Back to TechSheets
Local-FirstWebAssemblyCRDTSQLiteDistributedSystems

Beyond the Cloud: Orchestrating Deterministic Local-First State with SQLite-WASM and Hybrid CRDTs

Thanga MariappanSenior Architect
7 min read
Mar 26, 2026
Beyond the Cloud: Orchestrating Deterministic Local-First State with SQLite-WASM and Hybrid CRDTs

Beyond the Cloud: Orchestrating Deterministic Local-First State with SQLite-WASM and Hybrid CRDTs

For the past decade, web development has been dominated by the "Cloud-First" paradigm. We built thin clients that acted as mere views for centralized databases, treating every user interaction as a potential round-trip to a server located hundreds of miles away. However, the tide is shifting. A new architectural movement—Local-First Development—is emerging, promising apps that are instantly responsive, work seamlessly offline, and give users true ownership of their data.

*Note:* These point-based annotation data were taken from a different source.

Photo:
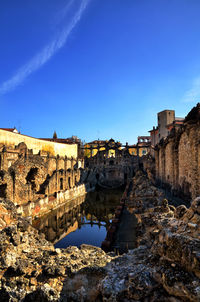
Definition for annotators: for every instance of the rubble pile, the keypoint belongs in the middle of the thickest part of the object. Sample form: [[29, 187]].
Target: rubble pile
[[164, 267]]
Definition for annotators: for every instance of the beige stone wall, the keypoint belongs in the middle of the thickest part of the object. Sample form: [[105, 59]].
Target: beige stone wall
[[13, 139], [177, 161]]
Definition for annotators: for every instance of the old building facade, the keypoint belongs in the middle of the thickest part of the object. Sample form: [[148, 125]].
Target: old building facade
[[177, 157]]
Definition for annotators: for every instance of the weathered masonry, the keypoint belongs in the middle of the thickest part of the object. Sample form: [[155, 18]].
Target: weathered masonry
[[177, 157], [39, 181], [112, 166]]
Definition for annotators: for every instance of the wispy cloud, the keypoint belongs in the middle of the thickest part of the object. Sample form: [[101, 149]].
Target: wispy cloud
[[193, 94], [47, 52]]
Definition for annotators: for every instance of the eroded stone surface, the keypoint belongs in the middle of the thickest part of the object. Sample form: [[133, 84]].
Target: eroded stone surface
[[164, 267]]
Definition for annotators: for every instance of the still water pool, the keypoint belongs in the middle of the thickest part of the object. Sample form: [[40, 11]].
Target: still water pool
[[82, 220]]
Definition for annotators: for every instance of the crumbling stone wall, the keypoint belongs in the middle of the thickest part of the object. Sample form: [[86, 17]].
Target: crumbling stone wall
[[177, 158], [26, 177]]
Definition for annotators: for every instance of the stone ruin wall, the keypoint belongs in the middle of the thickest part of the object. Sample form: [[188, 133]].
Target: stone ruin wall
[[26, 177], [177, 159], [11, 139]]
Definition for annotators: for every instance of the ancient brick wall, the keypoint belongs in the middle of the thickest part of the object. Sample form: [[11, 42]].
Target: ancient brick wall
[[11, 139], [27, 177], [177, 158]]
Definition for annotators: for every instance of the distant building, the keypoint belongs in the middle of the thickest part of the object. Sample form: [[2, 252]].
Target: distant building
[[91, 148], [166, 122], [70, 141], [14, 130]]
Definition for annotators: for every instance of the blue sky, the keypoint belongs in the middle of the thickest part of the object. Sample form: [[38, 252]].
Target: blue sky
[[97, 68]]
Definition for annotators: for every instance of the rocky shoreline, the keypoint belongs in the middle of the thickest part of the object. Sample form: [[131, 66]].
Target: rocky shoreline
[[164, 267]]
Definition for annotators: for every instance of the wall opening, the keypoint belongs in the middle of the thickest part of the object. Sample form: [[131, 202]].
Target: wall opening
[[30, 178], [61, 183], [3, 190]]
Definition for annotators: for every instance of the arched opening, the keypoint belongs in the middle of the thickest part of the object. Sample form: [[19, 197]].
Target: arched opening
[[3, 190], [69, 183], [111, 162], [61, 183], [30, 178]]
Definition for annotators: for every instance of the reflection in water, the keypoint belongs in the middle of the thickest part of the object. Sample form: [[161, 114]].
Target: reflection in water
[[82, 220]]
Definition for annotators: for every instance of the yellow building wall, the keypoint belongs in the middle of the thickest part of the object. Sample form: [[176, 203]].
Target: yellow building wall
[[13, 139], [87, 151], [132, 151]]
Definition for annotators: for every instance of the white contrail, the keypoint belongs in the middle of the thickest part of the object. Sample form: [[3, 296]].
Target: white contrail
[[42, 57], [193, 94]]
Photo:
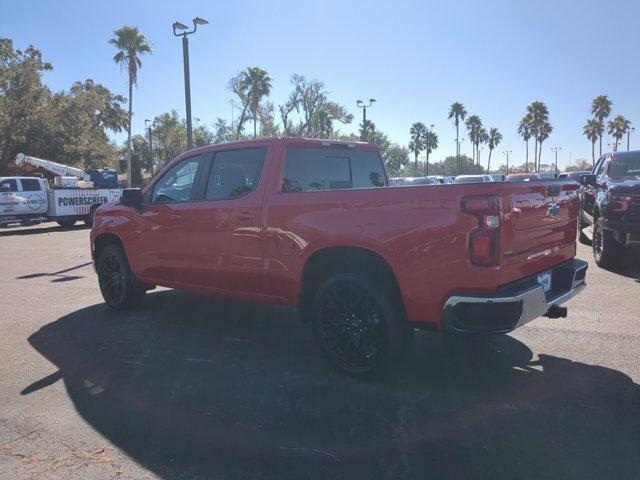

But moving the primary data store to the browser isn't as simple as slapping an IndexDB layer over your API. It requires a fundamental rethink of state synchronization and conflict resolution. In this post, we will explore the cutting-edge combination of SQLite-WASM (leveraging the Origin Private File System) and Hybrid Conflict-free Replicated Data Types (CRDTs) to build a robust, deterministic synchronization engine.

The Architectural Shift: Why Local-First?

In a traditional SPA (Single Page Application), the UI is often a "lie." We use optimistic UI updates to mask the fact that the data hasn't actually been persisted yet. If the network fails, the lie collapses, and the user is met with "Retry" buttons or lost progress.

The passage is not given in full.